Wednesday, June 11, 2014

Reparations in Nova Scotia

Thanks to Ta-Nehisi Coates, the fraught notion of reparations for African Americans is being discussed again. As well it should be. Do read the article.

Here's his conclusion:

Perhaps no number can fully capture the multi-century plunder of black people in America. Perhaps the number is so large that it can’t be imagined, let alone calculated and dispensed. But I believe that wrestling publicly with these questions matters as much as—if not more than—the specific answers that might be produced.

An America that asks what it owes its most vulnerable citizens is improved and humane. An America that looks away is ignoring not just the sins of the past but the sins of the present and the certain sins of the future. More important than any single check cut to any African American, the payment of reparations would represent America’s maturation out of the childhood myth of its innocence into a wisdom worthy of its founders.

The special strength of Coates' article is that he introduces us to living African Americans who have suffered measurable damage to their economic life chances, as well as to their security and human dignity. Reparations aren't only about the past injustices of slavery, debt peonage, and Jim Crow law; the discussion is also about individuals and communities disadvantaged by white supremacy today.
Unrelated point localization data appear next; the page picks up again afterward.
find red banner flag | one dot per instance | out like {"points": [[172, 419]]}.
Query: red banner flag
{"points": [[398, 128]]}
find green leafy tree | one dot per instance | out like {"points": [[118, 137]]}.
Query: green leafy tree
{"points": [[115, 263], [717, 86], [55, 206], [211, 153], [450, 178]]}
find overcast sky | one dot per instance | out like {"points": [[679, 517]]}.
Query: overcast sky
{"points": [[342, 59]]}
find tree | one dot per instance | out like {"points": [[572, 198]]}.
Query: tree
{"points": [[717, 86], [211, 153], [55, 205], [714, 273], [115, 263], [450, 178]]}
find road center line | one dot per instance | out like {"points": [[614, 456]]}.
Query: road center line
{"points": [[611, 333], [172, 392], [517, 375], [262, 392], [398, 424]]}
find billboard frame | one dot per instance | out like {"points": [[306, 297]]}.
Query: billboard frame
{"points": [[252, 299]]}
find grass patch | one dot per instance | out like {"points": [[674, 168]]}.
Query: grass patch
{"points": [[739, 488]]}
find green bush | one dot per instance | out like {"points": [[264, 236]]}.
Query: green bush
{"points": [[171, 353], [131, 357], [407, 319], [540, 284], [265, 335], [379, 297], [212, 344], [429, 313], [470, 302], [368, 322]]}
In the context of absorbing Coates' historical and ethical tour de force, it is both encouraging and daunting to learn that, just this month, some African-descended Nova Scotians have finally received official recognition and some recompense for terrible past abuses. Their story is moving:

They say they are no longer orphaned children cowering from sexual predators, or body blows of switches, fists and boards.

On Tuesday, they became “equal citizens,” taking a step away from the “second-class” sphere they had inhabited for so long.
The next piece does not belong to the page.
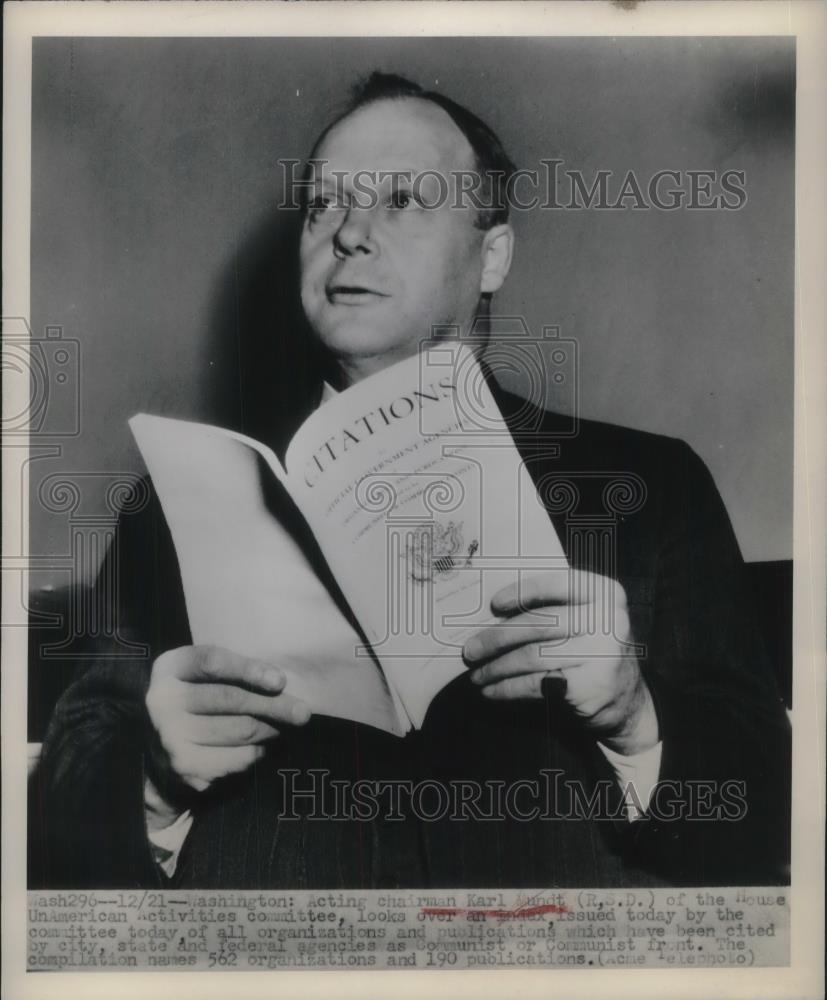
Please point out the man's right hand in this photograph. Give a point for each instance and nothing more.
(213, 710)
There will be a public inquiry -- pointedly described as "non-prosecutorial" -- into what happened to poor black orphans lodged at the Nova Scoita Home for Colored Children between 1921 and 1989. The abuse survivors, perhaps as many as 100, will share in a $29 million fund created by the provincial government.

“Right now I feel a sense of relief,” said Harriet Johnson, one of the lead plaintiffs in the class action.
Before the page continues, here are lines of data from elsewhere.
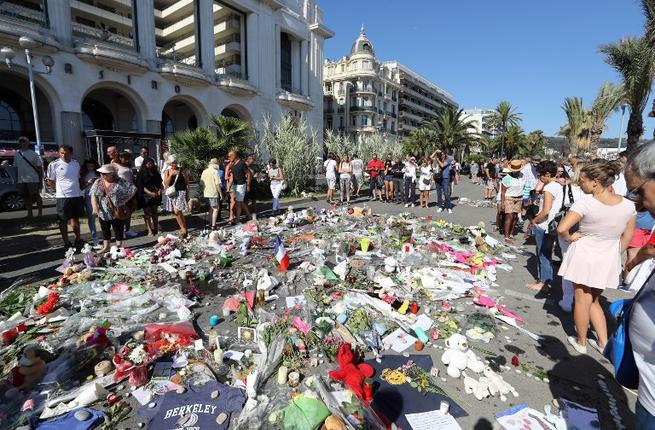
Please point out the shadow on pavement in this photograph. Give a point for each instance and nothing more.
(576, 378)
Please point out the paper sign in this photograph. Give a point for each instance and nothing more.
(399, 340)
(424, 322)
(433, 420)
(292, 301)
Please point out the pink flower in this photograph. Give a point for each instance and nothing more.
(28, 405)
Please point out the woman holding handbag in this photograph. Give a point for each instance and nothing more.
(571, 194)
(424, 183)
(276, 176)
(176, 184)
(593, 259)
(149, 186)
(109, 197)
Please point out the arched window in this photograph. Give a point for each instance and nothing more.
(167, 128)
(9, 119)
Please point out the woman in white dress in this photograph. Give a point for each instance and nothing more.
(424, 183)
“I’m very happy that all of us, all my brothers and sisters that were suffering with me, we can now start to put this behind us,” Johnson said in an interview from her Ontario home.

“We can start healing.”

In a series of interviews with The Chronicle Herald two years ago, she said that as a teen ward she had been raped by a former home staffer and forced into prostitution in Halifax.

“We proved to the black community that this was happening,” said Johnson. (Most of the home was staffed by African-Nova Scotians.)

“You did turn a blind eye,” she said, referring to that community.

“We had to go through all of this for you to see what was really going on.”

Johnson said she looks forward to a public inquiry.

“That’s where everything’s going to come out and that’s where the home and the province can no longer say it didn’t happen.”

In an irony that Coates would undoubtedly appreciate, the Nova Scotia Home for Colored Children was a black community project according to a short history published by Solidarity Halifax.

In response to the racism in this province, and as an act of independence and self-sufficiency, the Nova Scotia Home for Colored Children was conceived, built, funded and run by the Black community for African Nova Scotian children in need of care.

In 1921, when the Home was built, White home care institutions would not accept Black children in need. As Charles Saunders, author of a history of the home notes, this was not a case of the Black community wanting to create an institution that was “separate but equal” to White institutions.

This was, rather, a case of  “separate or nothing.”

But something went terribly wrong in the "refuge" that white exclusion forced black Nova Scotians to build. Leading plaintiffs in the class action suit brought to an end by the settlement reported they were beaten, forced to fight each other, as well as being sexually abused. At this link, you can watch a video clip and experience the dignified delight with which formerly abused adults greeted the legal agreement with the province.

Even small gestures of delayed justice can help to heal individuals; reparations is about healing the community as a whole.

1 comment:

Hattie said...

The economic base of our family was an FHA loan to my father so we could buy a house, and the GI bill made it possible for him to finish college. I understand that the FHA loans were not available to African American veterans, and perhaps they could not get GI bill loans for education either.
And as Ta Nehishi Coates makes clear, discrimination was systemic. I knew lots of middle class blacks, growing up the the Bay Area, but I also knew life was always harder for them because they were discriminated against.